Ils ont eu 48h pour recoller les morceaux. Le moins qu’on puisse dire est qu’ils ont réussi. Les délégués présents à Parakou ce weekend à l’occasion du premier congrès ordinaire du parti les Démocrates ont fini par accorder leurs voix. Les travaux qui ont duré une bonne partie de la nuit du samedi au dimanche se sont achevés en début d’après-midi avec l’annonce du renouvellement des instances dirigeantes du parti. Eric Houndété qui a eu l’honneur de prendre les rênes de ce rassemblement politique né dans la douleur au lendemain des législatives de 2019, est appelé à céder son siège au leader charismatique du groupe, Boni Yayi. Ce dernier passe désormais du grade de président d’honneur à président « exécutif ». Qu’est-ce qui a bien pu pousser Boni Yayi qui jouit d’une retraite confortable et paisible, à opter à nouveau pour l’animation de la vie politique en tant qu’acteur de premier plan ? Quelles sont les raisons de la disgrâce de Eric Houndété ? Quelles perspectives s’offrent désormais à ce groupe politique ?
Houndété, l’opposant mou
Visiblement, si le choix porté sur Eric Houndété pour prendre la tête du parti a été bien perçu au départ par les militants, ces derniers ont commencé à être mitigés à son propos avec le temps. Après le clash avec la Force cauris pour un Bénin émergent (Fcbe), beaucoup espéraient une opposition plus structurée et nettement offensive pour faire face aux deux grands blocs qui soutiennent les actions du chef de l’Etat. Il faut croire que Houndété n’a pas été à la hauteur de cette attente. La plupart le trouvaient peu stratège et il donnait l’impression de se rebiffer quand il fallait être ferme sur certains sujets.
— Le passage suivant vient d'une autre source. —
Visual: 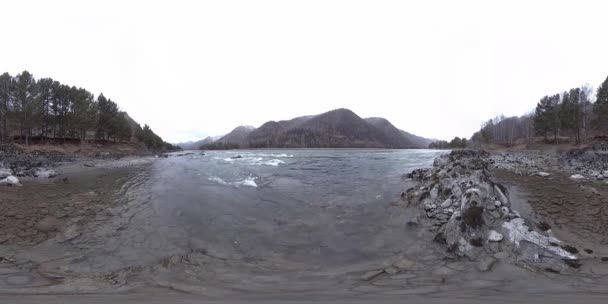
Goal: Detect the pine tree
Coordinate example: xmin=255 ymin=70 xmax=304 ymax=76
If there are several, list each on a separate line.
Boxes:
xmin=593 ymin=77 xmax=608 ymax=135
xmin=97 ymin=93 xmax=118 ymax=140
xmin=13 ymin=71 xmax=36 ymax=145
xmin=0 ymin=73 xmax=13 ymax=142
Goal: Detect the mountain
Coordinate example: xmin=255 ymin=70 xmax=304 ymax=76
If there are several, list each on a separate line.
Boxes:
xmin=176 ymin=135 xmax=223 ymax=150
xmin=204 ymin=109 xmax=432 ymax=148
xmin=216 ymin=126 xmax=255 ymax=146
xmin=399 ymin=130 xmax=437 ymax=148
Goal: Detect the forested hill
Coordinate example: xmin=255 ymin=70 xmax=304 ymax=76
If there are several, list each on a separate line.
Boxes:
xmin=201 ymin=109 xmax=431 ymax=149
xmin=0 ymin=71 xmax=177 ymax=151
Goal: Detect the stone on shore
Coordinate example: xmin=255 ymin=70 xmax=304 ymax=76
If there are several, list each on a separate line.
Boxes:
xmin=0 ymin=175 xmax=21 ymax=186
xmin=393 ymin=258 xmax=416 ymax=270
xmin=488 ymin=230 xmax=503 ymax=242
xmin=361 ymin=269 xmax=384 ymax=281
xmin=34 ymin=168 xmax=57 ymax=178
xmin=34 ymin=216 xmax=59 ymax=232
xmin=477 ymin=257 xmax=496 ymax=272
xmin=0 ymin=168 xmax=13 ymax=179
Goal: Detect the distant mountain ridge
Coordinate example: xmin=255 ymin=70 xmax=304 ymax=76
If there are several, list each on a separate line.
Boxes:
xmin=175 ymin=136 xmax=223 ymax=150
xmin=197 ymin=109 xmax=433 ymax=149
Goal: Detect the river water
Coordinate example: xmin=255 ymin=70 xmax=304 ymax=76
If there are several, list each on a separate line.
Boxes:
xmin=9 ymin=149 xmax=608 ymax=299
xmin=149 ymin=150 xmax=440 ymax=266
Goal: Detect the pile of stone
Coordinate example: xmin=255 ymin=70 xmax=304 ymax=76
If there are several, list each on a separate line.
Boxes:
xmin=562 ymin=141 xmax=608 ymax=180
xmin=0 ymin=143 xmax=67 ymax=180
xmin=405 ymin=150 xmax=578 ymax=271
xmin=490 ymin=151 xmax=560 ymax=177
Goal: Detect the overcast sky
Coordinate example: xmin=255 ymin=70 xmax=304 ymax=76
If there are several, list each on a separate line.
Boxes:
xmin=0 ymin=0 xmax=608 ymax=142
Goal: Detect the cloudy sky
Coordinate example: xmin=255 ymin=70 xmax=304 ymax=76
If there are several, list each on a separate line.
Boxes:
xmin=0 ymin=0 xmax=608 ymax=142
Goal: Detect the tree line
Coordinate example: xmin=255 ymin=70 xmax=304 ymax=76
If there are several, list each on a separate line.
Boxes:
xmin=0 ymin=71 xmax=176 ymax=150
xmin=469 ymin=78 xmax=608 ymax=146
xmin=429 ymin=137 xmax=469 ymax=149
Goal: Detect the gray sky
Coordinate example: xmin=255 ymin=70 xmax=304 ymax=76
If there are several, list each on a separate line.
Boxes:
xmin=0 ymin=0 xmax=608 ymax=142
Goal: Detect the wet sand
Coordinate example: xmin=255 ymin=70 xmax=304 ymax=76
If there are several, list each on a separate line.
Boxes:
xmin=0 ymin=154 xmax=608 ymax=303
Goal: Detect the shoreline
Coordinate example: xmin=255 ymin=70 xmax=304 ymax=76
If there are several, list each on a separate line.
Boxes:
xmin=0 ymin=146 xmax=608 ymax=294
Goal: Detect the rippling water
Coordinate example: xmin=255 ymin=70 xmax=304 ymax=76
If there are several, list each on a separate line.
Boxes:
xmin=144 ymin=149 xmax=441 ymax=265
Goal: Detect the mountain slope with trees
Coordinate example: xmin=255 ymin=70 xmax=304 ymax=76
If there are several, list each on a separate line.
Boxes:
xmin=469 ymin=78 xmax=608 ymax=147
xmin=0 ymin=71 xmax=177 ymax=150
xmin=201 ymin=109 xmax=431 ymax=149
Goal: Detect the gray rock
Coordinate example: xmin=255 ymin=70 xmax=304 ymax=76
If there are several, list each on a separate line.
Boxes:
xmin=405 ymin=216 xmax=420 ymax=227
xmin=494 ymin=185 xmax=509 ymax=206
xmin=0 ymin=175 xmax=21 ymax=187
xmin=0 ymin=168 xmax=13 ymax=179
xmin=431 ymin=186 xmax=439 ymax=201
xmin=433 ymin=266 xmax=456 ymax=277
xmin=6 ymin=275 xmax=32 ymax=285
xmin=361 ymin=269 xmax=384 ymax=281
xmin=34 ymin=168 xmax=57 ymax=178
xmin=34 ymin=216 xmax=60 ymax=232
xmin=393 ymin=258 xmax=416 ymax=270
xmin=488 ymin=230 xmax=503 ymax=242
xmin=477 ymin=257 xmax=496 ymax=272
xmin=494 ymin=251 xmax=509 ymax=260
xmin=391 ymin=273 xmax=416 ymax=280
xmin=384 ymin=267 xmax=399 ymax=275
xmin=441 ymin=198 xmax=452 ymax=208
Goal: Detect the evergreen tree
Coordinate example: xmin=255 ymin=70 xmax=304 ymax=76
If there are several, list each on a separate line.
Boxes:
xmin=97 ymin=93 xmax=118 ymax=140
xmin=593 ymin=77 xmax=608 ymax=135
xmin=0 ymin=73 xmax=13 ymax=142
xmin=13 ymin=71 xmax=36 ymax=145
xmin=37 ymin=78 xmax=55 ymax=142
xmin=68 ymin=87 xmax=97 ymax=144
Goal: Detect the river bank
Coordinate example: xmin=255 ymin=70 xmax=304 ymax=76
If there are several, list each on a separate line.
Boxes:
xmin=0 ymin=150 xmax=607 ymax=299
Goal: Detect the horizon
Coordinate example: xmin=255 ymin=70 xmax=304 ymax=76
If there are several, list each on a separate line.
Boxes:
xmin=0 ymin=1 xmax=608 ymax=143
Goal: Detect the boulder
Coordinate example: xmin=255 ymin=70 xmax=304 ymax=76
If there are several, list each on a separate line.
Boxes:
xmin=477 ymin=257 xmax=496 ymax=272
xmin=34 ymin=168 xmax=57 ymax=178
xmin=361 ymin=269 xmax=384 ymax=281
xmin=0 ymin=175 xmax=21 ymax=186
xmin=488 ymin=230 xmax=503 ymax=242
xmin=393 ymin=258 xmax=416 ymax=270
xmin=0 ymin=168 xmax=13 ymax=179
xmin=34 ymin=216 xmax=60 ymax=232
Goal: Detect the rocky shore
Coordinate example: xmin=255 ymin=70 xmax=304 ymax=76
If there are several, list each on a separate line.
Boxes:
xmin=405 ymin=150 xmax=580 ymax=272
xmin=388 ymin=147 xmax=608 ymax=288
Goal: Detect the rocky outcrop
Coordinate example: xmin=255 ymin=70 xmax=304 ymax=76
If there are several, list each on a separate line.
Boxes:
xmin=405 ymin=150 xmax=577 ymax=271
xmin=208 ymin=109 xmax=431 ymax=149
xmin=0 ymin=175 xmax=21 ymax=186
xmin=0 ymin=143 xmax=71 ymax=178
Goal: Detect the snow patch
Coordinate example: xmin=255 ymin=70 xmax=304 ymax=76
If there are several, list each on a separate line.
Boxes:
xmin=502 ymin=218 xmax=576 ymax=259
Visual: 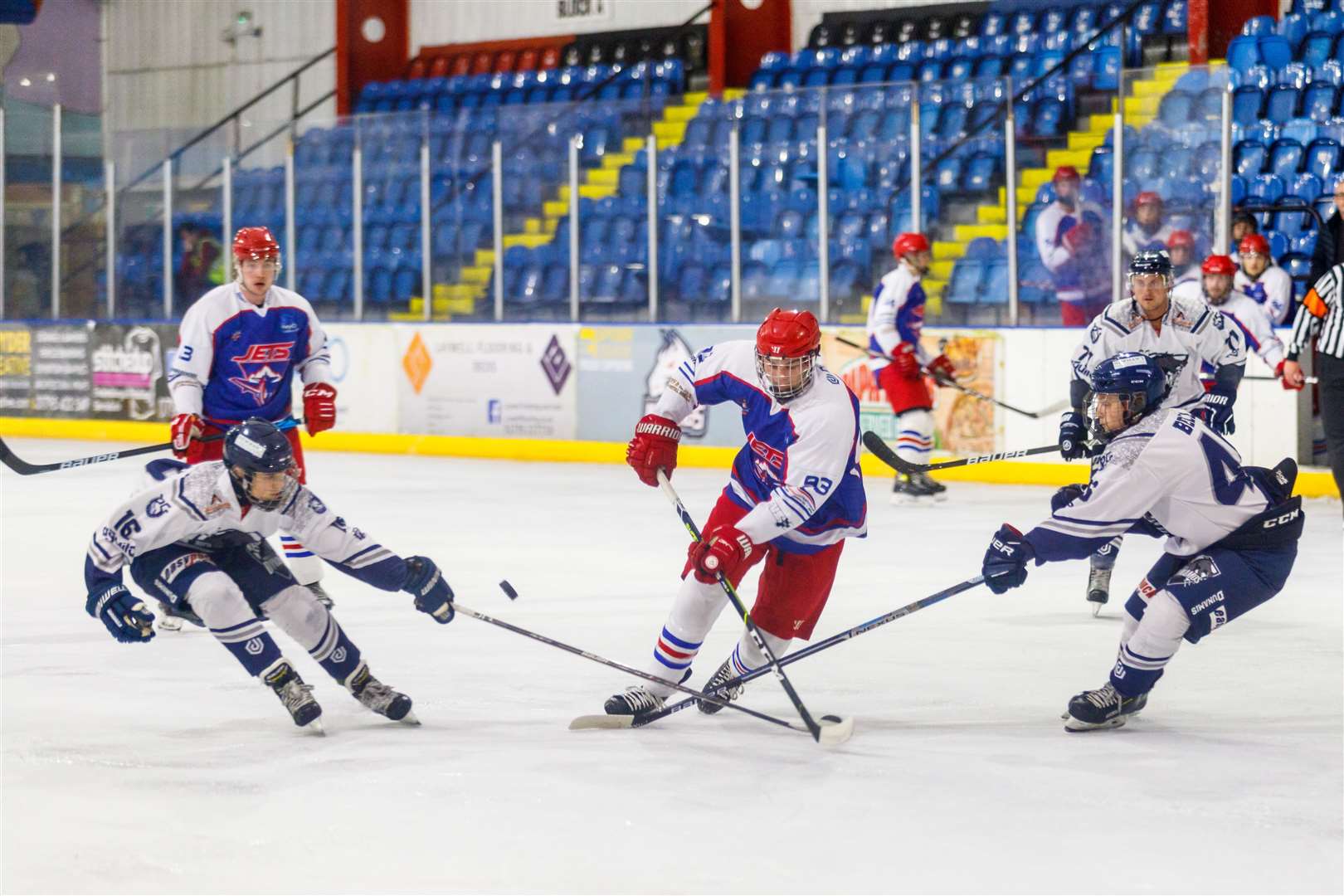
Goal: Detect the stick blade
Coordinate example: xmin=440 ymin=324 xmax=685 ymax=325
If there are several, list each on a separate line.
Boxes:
xmin=817 ymin=716 xmax=854 ymax=747
xmin=863 ymin=430 xmax=928 ymax=475
xmin=570 ymin=714 xmax=635 ymax=731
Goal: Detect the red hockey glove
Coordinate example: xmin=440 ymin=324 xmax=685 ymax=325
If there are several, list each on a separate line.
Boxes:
xmin=304 ymin=382 xmax=336 ymax=436
xmin=1274 ymin=362 xmax=1307 ymax=392
xmin=169 ymin=414 xmax=204 ymax=458
xmin=928 ymin=354 xmax=957 ymax=382
xmin=1060 ymin=222 xmax=1093 ymax=256
xmin=625 ymin=414 xmax=681 ymax=486
xmin=689 ymin=525 xmax=755 ymax=584
xmin=891 ymin=343 xmax=919 ymax=380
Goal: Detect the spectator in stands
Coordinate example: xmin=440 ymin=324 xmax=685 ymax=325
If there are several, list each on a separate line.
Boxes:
xmin=1233 ymin=234 xmax=1293 ymax=326
xmin=1307 ymin=174 xmax=1344 ymax=284
xmin=1166 ymin=230 xmax=1200 ymax=290
xmin=1119 ymin=191 xmax=1172 ymax=265
xmin=1036 ymin=165 xmax=1110 ymax=326
xmin=173 ymin=224 xmax=225 ymax=302
xmin=1227 ymin=211 xmax=1259 ymax=265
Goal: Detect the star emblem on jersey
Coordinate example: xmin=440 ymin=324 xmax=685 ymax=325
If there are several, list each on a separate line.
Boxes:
xmin=228 ymin=343 xmax=295 ymax=406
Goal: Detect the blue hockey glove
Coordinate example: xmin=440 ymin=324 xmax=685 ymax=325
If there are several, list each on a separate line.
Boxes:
xmin=1194 ymin=386 xmax=1236 ymax=436
xmin=1049 ymin=485 xmax=1088 ymax=514
xmin=1059 ymin=411 xmax=1088 ymax=460
xmin=980 ymin=523 xmax=1035 ymax=594
xmin=85 ymin=584 xmax=154 ymax=644
xmin=402 ymin=558 xmax=455 ymax=625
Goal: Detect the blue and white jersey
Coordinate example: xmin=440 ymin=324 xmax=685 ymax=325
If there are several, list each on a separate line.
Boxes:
xmin=85 ymin=460 xmax=406 ymax=594
xmin=1233 ymin=265 xmax=1293 ymax=326
xmin=168 ymin=284 xmax=331 ymax=425
xmin=1036 ymin=200 xmax=1110 ymax=302
xmin=1119 ymin=217 xmax=1173 ymax=258
xmin=1025 ymin=408 xmax=1270 ymax=562
xmin=1070 ymin=295 xmax=1246 ymax=407
xmin=653 ymin=340 xmax=869 ymax=553
xmin=869 ymin=262 xmax=932 ymax=373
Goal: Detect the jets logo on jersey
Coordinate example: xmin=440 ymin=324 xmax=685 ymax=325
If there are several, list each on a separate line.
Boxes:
xmin=228 ymin=343 xmax=295 ymax=406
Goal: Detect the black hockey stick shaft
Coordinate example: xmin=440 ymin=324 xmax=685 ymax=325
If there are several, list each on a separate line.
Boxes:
xmin=0 ymin=419 xmax=303 ymax=475
xmin=631 ymin=575 xmax=985 ymax=728
xmin=453 ymin=601 xmax=811 ymax=733
xmin=863 ymin=430 xmax=1059 ymax=475
xmin=657 ymin=469 xmax=821 ymax=743
xmin=835 ymin=336 xmax=1049 ymax=419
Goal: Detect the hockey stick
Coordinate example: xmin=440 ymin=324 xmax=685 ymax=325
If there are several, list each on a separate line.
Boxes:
xmin=835 ymin=336 xmax=1069 ymax=419
xmin=453 ymin=601 xmax=852 ymax=744
xmin=863 ymin=430 xmax=1059 ymax=475
xmin=657 ymin=469 xmax=854 ymax=744
xmin=570 ymin=575 xmax=985 ymax=731
xmin=0 ymin=418 xmax=303 ymax=475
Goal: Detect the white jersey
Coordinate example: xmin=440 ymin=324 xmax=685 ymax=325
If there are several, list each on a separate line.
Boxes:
xmin=653 ymin=340 xmax=867 ymax=553
xmin=1200 ymin=289 xmax=1283 ymax=371
xmin=1070 ymin=295 xmax=1246 ymax=407
xmin=85 ymin=460 xmax=405 ymax=594
xmin=1119 ymin=217 xmax=1175 ymax=258
xmin=168 ymin=284 xmax=331 ymax=423
xmin=869 ymin=263 xmax=932 ymax=373
xmin=1233 ymin=265 xmax=1293 ymax=326
xmin=1035 ymin=200 xmax=1110 ymax=302
xmin=1025 ymin=408 xmax=1270 ymax=562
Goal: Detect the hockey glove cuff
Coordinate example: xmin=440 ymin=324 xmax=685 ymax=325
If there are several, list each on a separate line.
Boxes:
xmin=980 ymin=523 xmax=1036 ymax=594
xmin=85 ymin=584 xmax=154 ymax=644
xmin=625 ymin=414 xmax=681 ymax=486
xmin=402 ymin=556 xmax=457 ymax=625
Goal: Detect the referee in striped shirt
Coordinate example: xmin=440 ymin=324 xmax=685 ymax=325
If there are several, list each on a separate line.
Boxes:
xmin=1283 ymin=263 xmax=1344 ymax=494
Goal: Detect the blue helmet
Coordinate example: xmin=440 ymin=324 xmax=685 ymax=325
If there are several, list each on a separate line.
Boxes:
xmin=1088 ymin=352 xmax=1168 ymax=442
xmin=225 ymin=416 xmax=299 ymax=510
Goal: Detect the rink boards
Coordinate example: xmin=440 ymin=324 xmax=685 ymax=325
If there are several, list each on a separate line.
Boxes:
xmin=0 ymin=323 xmax=1337 ymax=497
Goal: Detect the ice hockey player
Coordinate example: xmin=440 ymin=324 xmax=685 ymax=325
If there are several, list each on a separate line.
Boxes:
xmin=1059 ymin=251 xmax=1246 ymax=616
xmin=869 ymin=234 xmax=956 ymax=504
xmin=85 ymin=418 xmax=453 ymax=729
xmin=1233 ymin=234 xmax=1293 ymax=326
xmin=1188 ymin=256 xmax=1292 ymax=376
xmin=982 ymin=352 xmax=1303 ymax=731
xmin=605 ymin=308 xmax=867 ymax=716
xmin=160 ymin=227 xmax=336 ymax=629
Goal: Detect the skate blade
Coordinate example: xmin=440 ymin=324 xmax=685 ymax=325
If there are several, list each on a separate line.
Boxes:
xmin=817 ymin=716 xmax=854 ymax=747
xmin=570 ymin=714 xmax=635 ymax=731
xmin=1064 ymin=716 xmax=1129 ymax=735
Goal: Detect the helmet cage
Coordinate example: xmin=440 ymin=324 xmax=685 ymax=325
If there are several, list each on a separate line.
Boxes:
xmin=757 ymin=349 xmax=821 ymax=404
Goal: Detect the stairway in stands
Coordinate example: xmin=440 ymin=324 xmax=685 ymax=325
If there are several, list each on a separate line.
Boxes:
xmin=925 ymin=61 xmax=1199 ymax=304
xmin=388 ymin=90 xmax=714 ymax=321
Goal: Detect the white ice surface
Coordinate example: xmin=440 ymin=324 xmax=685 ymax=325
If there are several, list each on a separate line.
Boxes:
xmin=0 ymin=439 xmax=1344 ymax=894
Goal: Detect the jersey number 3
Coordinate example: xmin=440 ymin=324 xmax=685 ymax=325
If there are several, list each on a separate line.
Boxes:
xmin=1199 ymin=432 xmax=1255 ymax=505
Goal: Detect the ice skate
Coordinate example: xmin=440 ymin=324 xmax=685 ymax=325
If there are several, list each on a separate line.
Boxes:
xmin=1063 ymin=683 xmax=1147 ymax=732
xmin=305 ymin=582 xmax=336 ymax=610
xmin=261 ymin=660 xmax=325 ymax=733
xmin=1088 ymin=567 xmax=1110 ymax=616
xmin=158 ymin=601 xmax=206 ymax=631
xmin=891 ymin=473 xmax=947 ymax=506
xmin=345 ymin=662 xmax=419 ymax=725
xmin=695 ymin=660 xmax=743 ymax=716
xmin=602 ymin=685 xmax=667 ymax=718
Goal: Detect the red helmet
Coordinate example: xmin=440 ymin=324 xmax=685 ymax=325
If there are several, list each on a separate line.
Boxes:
xmin=1236 ymin=234 xmax=1269 ymax=258
xmin=234 ymin=227 xmax=280 ymax=261
xmin=1166 ymin=230 xmax=1195 ymax=250
xmin=891 ymin=234 xmax=928 ymax=258
xmin=757 ymin=308 xmax=821 ymax=402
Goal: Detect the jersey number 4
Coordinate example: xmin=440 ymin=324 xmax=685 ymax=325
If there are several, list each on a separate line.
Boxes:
xmin=1199 ymin=432 xmax=1255 ymax=505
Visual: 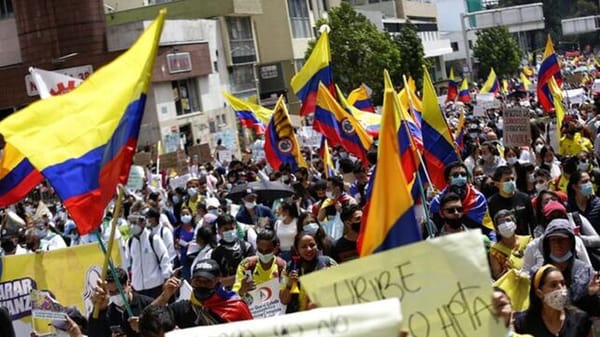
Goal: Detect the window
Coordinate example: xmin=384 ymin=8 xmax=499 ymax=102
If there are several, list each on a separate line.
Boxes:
xmin=171 ymin=79 xmax=201 ymax=116
xmin=230 ymin=64 xmax=256 ymax=92
xmin=288 ymin=0 xmax=312 ymax=38
xmin=0 ymin=0 xmax=14 ymax=19
xmin=227 ymin=16 xmax=256 ymax=64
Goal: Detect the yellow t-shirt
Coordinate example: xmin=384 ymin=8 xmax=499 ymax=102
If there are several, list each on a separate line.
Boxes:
xmin=558 ymin=132 xmax=594 ymax=156
xmin=231 ymin=256 xmax=285 ymax=294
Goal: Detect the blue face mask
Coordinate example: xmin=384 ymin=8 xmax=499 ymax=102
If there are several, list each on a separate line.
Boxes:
xmin=550 ymin=252 xmax=573 ymax=263
xmin=450 ymin=175 xmax=467 ymax=186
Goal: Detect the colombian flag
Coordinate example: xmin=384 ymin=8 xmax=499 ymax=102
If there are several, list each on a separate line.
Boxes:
xmin=537 ymin=35 xmax=562 ymax=112
xmin=0 ymin=10 xmax=166 ymax=234
xmin=348 ymin=83 xmax=375 ymax=112
xmin=313 ymin=83 xmax=373 ymax=167
xmin=421 ymin=70 xmax=458 ymax=190
xmin=446 ymin=68 xmax=458 ymax=102
xmin=479 ymin=68 xmax=500 ymax=95
xmin=265 ymin=96 xmax=308 ymax=171
xmin=0 ymin=144 xmax=43 ymax=207
xmin=458 ymin=77 xmax=471 ymax=103
xmin=291 ymin=31 xmax=335 ymax=116
xmin=223 ymin=92 xmax=265 ymax=134
xmin=357 ymin=71 xmax=421 ymax=256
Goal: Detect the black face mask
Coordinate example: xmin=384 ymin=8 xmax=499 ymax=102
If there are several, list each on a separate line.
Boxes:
xmin=194 ymin=287 xmax=215 ymax=301
xmin=350 ymin=221 xmax=360 ymax=233
xmin=444 ymin=218 xmax=462 ymax=229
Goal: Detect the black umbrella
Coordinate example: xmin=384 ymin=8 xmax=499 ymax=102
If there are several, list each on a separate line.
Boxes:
xmin=227 ymin=181 xmax=294 ymax=203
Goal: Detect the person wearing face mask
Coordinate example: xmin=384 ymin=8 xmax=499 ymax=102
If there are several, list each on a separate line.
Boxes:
xmin=88 ymin=267 xmax=154 ymax=337
xmin=123 ymin=213 xmax=173 ymax=298
xmin=514 ymin=265 xmax=592 ymax=337
xmin=235 ymin=189 xmax=275 ymax=227
xmin=152 ymin=259 xmax=252 ymax=329
xmin=488 ymin=166 xmax=536 ymax=235
xmin=489 ymin=209 xmax=531 ymax=280
xmin=331 ymin=205 xmax=362 ymax=263
xmin=211 ymin=214 xmax=256 ymax=288
xmin=429 ymin=161 xmax=496 ymax=241
xmin=567 ymin=171 xmax=600 ymax=228
xmin=231 ymin=229 xmax=286 ymax=298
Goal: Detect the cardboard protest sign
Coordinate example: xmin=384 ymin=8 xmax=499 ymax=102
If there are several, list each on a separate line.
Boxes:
xmin=166 ymin=299 xmax=402 ymax=337
xmin=300 ymin=231 xmax=507 ymax=337
xmin=246 ymin=279 xmax=285 ymax=318
xmin=502 ymin=108 xmax=531 ymax=146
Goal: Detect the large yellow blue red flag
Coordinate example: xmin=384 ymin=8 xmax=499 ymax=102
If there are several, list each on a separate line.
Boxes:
xmin=223 ymin=92 xmax=265 ymax=134
xmin=313 ymin=83 xmax=373 ymax=167
xmin=446 ymin=68 xmax=458 ymax=102
xmin=357 ymin=71 xmax=422 ymax=256
xmin=458 ymin=77 xmax=471 ymax=103
xmin=537 ymin=35 xmax=562 ymax=112
xmin=0 ymin=10 xmax=166 ymax=234
xmin=421 ymin=70 xmax=458 ymax=190
xmin=291 ymin=31 xmax=335 ymax=116
xmin=265 ymin=96 xmax=308 ymax=170
xmin=479 ymin=68 xmax=500 ymax=95
xmin=348 ymin=83 xmax=375 ymax=112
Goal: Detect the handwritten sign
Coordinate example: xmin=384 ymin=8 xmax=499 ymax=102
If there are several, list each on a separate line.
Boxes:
xmin=247 ymin=279 xmax=285 ymax=318
xmin=127 ymin=165 xmax=144 ymax=191
xmin=502 ymin=108 xmax=531 ymax=146
xmin=166 ymin=299 xmax=402 ymax=337
xmin=300 ymin=231 xmax=506 ymax=337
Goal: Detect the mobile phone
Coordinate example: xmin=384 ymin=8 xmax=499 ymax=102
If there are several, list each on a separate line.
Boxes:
xmin=110 ymin=325 xmax=125 ymax=335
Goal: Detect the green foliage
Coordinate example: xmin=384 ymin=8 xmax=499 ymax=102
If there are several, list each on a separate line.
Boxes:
xmin=394 ymin=21 xmax=425 ymax=87
xmin=473 ymin=27 xmax=522 ymax=78
xmin=306 ymin=2 xmax=402 ymax=104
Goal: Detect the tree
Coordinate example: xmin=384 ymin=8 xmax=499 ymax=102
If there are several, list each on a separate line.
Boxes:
xmin=473 ymin=27 xmax=522 ymax=78
xmin=394 ymin=21 xmax=425 ymax=87
xmin=306 ymin=2 xmax=401 ymax=105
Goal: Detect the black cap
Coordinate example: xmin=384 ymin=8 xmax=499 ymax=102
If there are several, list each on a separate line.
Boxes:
xmin=192 ymin=259 xmax=221 ymax=280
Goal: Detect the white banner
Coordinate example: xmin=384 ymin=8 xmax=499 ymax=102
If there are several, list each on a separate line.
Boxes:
xmin=166 ymin=298 xmax=402 ymax=337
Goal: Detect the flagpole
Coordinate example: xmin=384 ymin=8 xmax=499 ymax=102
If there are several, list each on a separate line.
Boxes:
xmin=93 ymin=185 xmax=125 ymax=319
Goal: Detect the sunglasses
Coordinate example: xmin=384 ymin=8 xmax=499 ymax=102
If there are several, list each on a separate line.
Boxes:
xmin=444 ymin=207 xmax=463 ymax=213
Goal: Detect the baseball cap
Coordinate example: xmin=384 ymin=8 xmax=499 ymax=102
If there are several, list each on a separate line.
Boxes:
xmin=544 ymin=200 xmax=567 ymax=217
xmin=192 ymin=259 xmax=221 ymax=280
Il n’en fallait pas plus pour que d’aucuns soupçonnent une collusion entre lui et le chef de l’Exécutif. Comme si cela ne suffisait pas, l’harmonie n’a jamais régné entre Houndété et Atchadé, les deux premiers responsables du parti. Au lieu d’unir leurs forces, ils ont passé le clair de leur temps à se contredire et à se tirer entre les pattes. Cette ambiance explosive n’était pas du goût des militants qui ne juraient que par l’unité de leur parti. Le congrès de Parakou leur a offert l’occasion de rebattre les cartes.
Yayi, leader et sponsor
A ce jour, Boni Yayi reste le leader charismatique incontesté de ce groupe politique. A lui tout seul, il est capable de faire pencher le vote des électeurs en faveur du parti et il l’a prouvé du Nord au Sud. Mieux, il prend une part active aux dépenses du parti. C’est donc tout à fait normal qu’il veuille avoir tous les leviers du parti en main afin de ne pas subir, une seconde fois, sa mésaventure avec Paul Hounkpè. Ce dernier ne s’était pas gêné pour obtenir le récépissé du parti Fcbe en son nom et a confiné Boni Yayi dans le rôle de président d’honneur. Une posture plutôt inconfortable pour l’ex chef de l’Etat qui n’avait aucun pouvoir de décision et subissait les événements. Après cette gifle magistrale, et au vu des reproches faits à Houndété, il a tôt fait de renoncer à un titre honorifique pour s’affirmer désormais comme le décideur en chef. En effet, la charte des partis politiques donne des pouvoirs assez étendus au chef de parti. A ce poste, Yayi désignera en harmonie avec les autres membres du bureau les candidats à la présidentielle, aux législatives et aux communales de 2026. Il ne sera plus un guide qui donne des orientations. Il dirige et prend les décisions phares. Et lorsqu’on connait son degré d’adversité pour le régime en place et son ambition d’œuvrer pour l’alternance au sommet de l’Etat, on comprend aisément que les congressistes de Parakou n’ont voulu prendre aucun risque quant à 2026. Après avoir perdu la Fcbe, Yayi se repositionne avec les Démocrates, un parti qu’il a contribué à révéler sur l’échiquier politique national lors des législatives du 08 janvier 2023 au point d’effacer son ancien parti de la liste des formations politiques qui comptent.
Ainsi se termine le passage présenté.